16. A computer system, comprising a plurality of microprocessors, a cache memory for said processors, and a main memory coupled to said cache memory for providing a data cache, application code having instructions to be decoded and processed,

means to identify based on a given instruction being decoded that the operand data which the given instruction will access by its nature will not have locality of access and should be installed in said cache in such a way that each successive line brought into the data cache that hits the same congruence class should be placed in the same data set as to not disturb the locality of the data that resided in the data cache prior to the execution of the given instruction that accessed the data that will not have locality of access.

17. The computer system according to claim 16 wherein an attribute bit on a request made to the data cache identifies that the system can alter the normal values set in the a most recently used (MRU) bits or least recently used (LRU) bits when a new cache line is installed in the local data cache so that all operand data for this given instruction's operand will be installed in a single set.

18. The computer system of claim 17 wherein the instruction has a very long operand length equaling the size of a cache line or larger.
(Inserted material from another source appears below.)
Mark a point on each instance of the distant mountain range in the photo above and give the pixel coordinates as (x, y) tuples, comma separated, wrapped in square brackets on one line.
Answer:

19. A method of A method for preventing operand from polluting a data cache in a computer system, comprising

identifying based on a given instruction being decoded that the operand data which the given instruction will access by its nature will not have locality of access and should be installed in said cache in such a way that each successive line brought into the data cache that hits the same congruence class should be placed in the same data set as to not disturb the locality of the data that resided in the data cache prior to the execution of the given instruction that accessed the data that will not have locality of access.

20. The method according to claim 19 wherein an attribute bit on a request made to the data cache identifies that the system can alter the normal values set in the a most recently used (MRU) bits or least recently used (LRU) bits when a new cache line is installed in the local data cache so that all operand data for this given instruction's operand will be installed in a single set.